Fish's first solo album, released in 1990 is in many ways a predictable affair. The big man sings his heart out, offering little space to his selected fellow musicians as he offers his often acerbic views on subjects close to his heart. The album would perhaps have benefited from more and lengthier instrumental passages, to provide a counterpoint for Fish's singing. This in itself however presents a quandary for Fish, as had he done so, he would of course have been accused of making another Marillion album. The atmospheric start to the opening track "Vigil" suggests this may be a clone of "Misplaced childhood" but the pace soon increases with Fish allowing only a bagpipe (like?) sound to interrupt his dominant vocal.

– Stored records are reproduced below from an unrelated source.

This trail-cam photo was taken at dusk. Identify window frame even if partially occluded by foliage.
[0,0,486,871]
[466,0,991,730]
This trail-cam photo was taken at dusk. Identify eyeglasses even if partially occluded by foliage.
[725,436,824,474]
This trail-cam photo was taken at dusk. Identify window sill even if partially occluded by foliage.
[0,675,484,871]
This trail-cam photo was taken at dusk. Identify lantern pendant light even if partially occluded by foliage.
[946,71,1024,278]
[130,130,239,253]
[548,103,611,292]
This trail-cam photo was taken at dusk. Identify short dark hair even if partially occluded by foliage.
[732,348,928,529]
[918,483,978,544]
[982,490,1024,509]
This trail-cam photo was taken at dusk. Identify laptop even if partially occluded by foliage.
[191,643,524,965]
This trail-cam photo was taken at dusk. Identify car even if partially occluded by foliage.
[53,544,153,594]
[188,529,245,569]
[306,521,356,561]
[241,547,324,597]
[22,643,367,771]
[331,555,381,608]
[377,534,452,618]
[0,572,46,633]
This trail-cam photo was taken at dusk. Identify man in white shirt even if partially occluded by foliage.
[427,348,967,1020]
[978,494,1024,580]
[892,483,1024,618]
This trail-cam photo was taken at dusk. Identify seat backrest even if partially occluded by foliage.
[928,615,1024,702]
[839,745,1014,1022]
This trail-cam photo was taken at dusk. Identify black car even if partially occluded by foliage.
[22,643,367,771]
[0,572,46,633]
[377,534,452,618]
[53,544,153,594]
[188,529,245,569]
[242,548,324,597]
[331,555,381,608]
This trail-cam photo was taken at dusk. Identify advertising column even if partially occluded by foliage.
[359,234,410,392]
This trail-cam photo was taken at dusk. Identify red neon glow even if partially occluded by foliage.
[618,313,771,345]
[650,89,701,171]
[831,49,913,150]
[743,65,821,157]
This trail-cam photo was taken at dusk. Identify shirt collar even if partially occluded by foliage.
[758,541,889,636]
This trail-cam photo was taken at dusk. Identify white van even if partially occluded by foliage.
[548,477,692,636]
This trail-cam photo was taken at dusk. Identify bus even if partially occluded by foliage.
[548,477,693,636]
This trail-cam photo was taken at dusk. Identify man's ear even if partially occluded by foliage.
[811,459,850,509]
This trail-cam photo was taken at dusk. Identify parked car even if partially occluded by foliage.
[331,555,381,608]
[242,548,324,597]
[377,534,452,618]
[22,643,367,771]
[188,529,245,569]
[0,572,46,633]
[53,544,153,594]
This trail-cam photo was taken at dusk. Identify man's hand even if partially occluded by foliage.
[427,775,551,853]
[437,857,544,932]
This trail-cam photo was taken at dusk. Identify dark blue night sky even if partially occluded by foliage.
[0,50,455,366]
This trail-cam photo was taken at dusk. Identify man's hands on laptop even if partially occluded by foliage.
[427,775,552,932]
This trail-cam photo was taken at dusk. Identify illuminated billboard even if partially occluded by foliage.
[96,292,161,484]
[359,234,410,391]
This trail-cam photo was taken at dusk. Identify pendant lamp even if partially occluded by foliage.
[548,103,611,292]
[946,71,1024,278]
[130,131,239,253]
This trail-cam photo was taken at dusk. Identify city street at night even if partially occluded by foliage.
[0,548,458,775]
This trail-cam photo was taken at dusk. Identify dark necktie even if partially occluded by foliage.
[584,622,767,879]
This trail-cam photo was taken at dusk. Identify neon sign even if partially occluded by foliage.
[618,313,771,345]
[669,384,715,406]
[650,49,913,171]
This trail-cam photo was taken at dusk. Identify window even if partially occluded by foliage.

Fish's cynicism is always to the fore, with lyrics such as "We sell our souls for the Big Wedge", ("Big Wedge"), and "I didn't trust the government" ("State of mind"). The "Vigil in a wilderness of mirrors" line is also repeated on the latter. Personally, I find the lyrics to be something of a distraction at times, such is their power, which is a pity as the album has many fine moments. Some of the themes covered by the album are quite disturbing, especially tracks such as "Family business", which deals with wife beating. While the lyrics here are extremely moving, the song as a song is dull. Fish is perhaps guilty at times of placing too much emphasis on the message, and too little on the overall product. At times here he appears to be preaching.

Musically, the melodies are often strong. "A gentleman's excuse me" for example is a soft orchestrated ballad, and "Cliché" has some excellent, if all too brief, Rothery- esque guitar. Had Fish stayed with Marillion, and the song been developed by the band, they could well have had one of their finest albums to date. That said, most of the songs here are co-written by Fish and others, and I would not wish to belittle the contribution of Fish's fellow writers.

Overall, an enjoyable album which suffers from a common problem with solo albums by lead singers, they don't know when to shut up!